Dopo centinaia di articoli, servizi, post ed analisi è impossibile esimersi da un commento sull’incresciosa vicenda della maestra d’asilo del torinese, licenziata in seguito alla divulgazione di un video erotico amatoriale.
L’obiettivo non è certo quello di fare i bastian contrari ad ogni piè sospinto, tuttavia la reazione media scaturita dalla notizia è davvero emblematica. Quello a cui stiamo assistendo da giorni è una dimostrazione plastica dei limiti – e della pericolosità – insita nei principali contenuti veicolati dalla retorica progressista e da tutte le sottoculture annesse (neofemminismo, costruttivismo ecc.).
Sono due giorni che non si sente altro, se non esegesi inerenti deficit culturali e svilimento della figura femminile; così come accorati appelli alla libertà sessuale ed alla sacralità della dimensione intima. Tutte istanze legittime e più che condivisibili, non fraintendiamoci, ma che hanno inspiegabilmente offuscato un quesito sull’aspetto più indecente dell’intera faccenda: come è possibile che un atto della sfera privata possa rappresentare una causa di licenziamento?

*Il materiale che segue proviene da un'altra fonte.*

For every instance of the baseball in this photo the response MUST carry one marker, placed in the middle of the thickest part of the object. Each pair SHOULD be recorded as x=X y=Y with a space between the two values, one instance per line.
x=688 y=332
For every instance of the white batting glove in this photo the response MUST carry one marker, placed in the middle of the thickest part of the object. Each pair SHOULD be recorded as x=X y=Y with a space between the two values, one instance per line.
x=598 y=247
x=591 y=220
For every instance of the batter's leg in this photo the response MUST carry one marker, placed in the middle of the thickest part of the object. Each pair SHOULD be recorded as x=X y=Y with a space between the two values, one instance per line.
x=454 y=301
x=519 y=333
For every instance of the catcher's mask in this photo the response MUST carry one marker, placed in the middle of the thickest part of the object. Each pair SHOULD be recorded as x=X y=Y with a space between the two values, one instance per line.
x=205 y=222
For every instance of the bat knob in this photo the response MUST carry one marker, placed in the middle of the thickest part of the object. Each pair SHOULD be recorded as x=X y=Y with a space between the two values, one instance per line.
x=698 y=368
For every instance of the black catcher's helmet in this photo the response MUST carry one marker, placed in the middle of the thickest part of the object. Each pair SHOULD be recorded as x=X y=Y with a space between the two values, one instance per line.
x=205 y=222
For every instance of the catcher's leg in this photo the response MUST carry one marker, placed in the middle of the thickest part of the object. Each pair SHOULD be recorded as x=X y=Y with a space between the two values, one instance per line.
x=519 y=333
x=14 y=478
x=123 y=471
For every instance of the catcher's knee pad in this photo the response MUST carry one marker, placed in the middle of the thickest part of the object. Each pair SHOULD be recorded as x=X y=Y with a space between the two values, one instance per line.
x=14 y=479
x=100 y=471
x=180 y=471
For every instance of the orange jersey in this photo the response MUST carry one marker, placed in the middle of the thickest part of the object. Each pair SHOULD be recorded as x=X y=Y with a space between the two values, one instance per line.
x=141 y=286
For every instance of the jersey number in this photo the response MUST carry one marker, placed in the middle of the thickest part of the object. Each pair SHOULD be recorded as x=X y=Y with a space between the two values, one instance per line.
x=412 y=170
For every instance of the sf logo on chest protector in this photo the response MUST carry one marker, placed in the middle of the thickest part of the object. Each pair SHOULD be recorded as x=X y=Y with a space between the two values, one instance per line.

Ecco, questo sviluppo non sembra affatto casuale. Anzi, è parte integrante della dottrina dirittocivilista post-sessantottina (ad oggi culturalmente dominante) l’attribuzione di una assoluta centralità al tema delle libertà individuali, con la conseguente marginalizzazione dal dibattito politico-mediatico dei diritti sociali, rappresentati in primis proprio dal diritto al lavoro. Un preoccupante stravolgimento delle priorità del cittadino, che ha prodotto conseguenze nefaste.
Ritornando alla fattispecie in esame, c’è da augurarsi solo che l’impugnazione del provvedimento venga accolta ed il licenziamento revocato; altrimenti, diventa complicato immaginare come la sventurata educatrice possa trovare un altro impiego nel medio periodo. Uno scenario tragico, tenuto presente che il lavoro resta la prima ed insostituibile fonte di emancipazione, di indipendenza e soprattutto di sussistenza.
Quando questa povera disgraziata avrà di nuovo la certezza di poter portare il pane in tavola, chi vorrà, sarà libero di rivendicare il diritto di chiunque a godere dell’intimità più promiscua e torbida possibile, senza che ciò arrechi alcun pregiudizio alle sue relazioni sociali. Solo allora, non prima.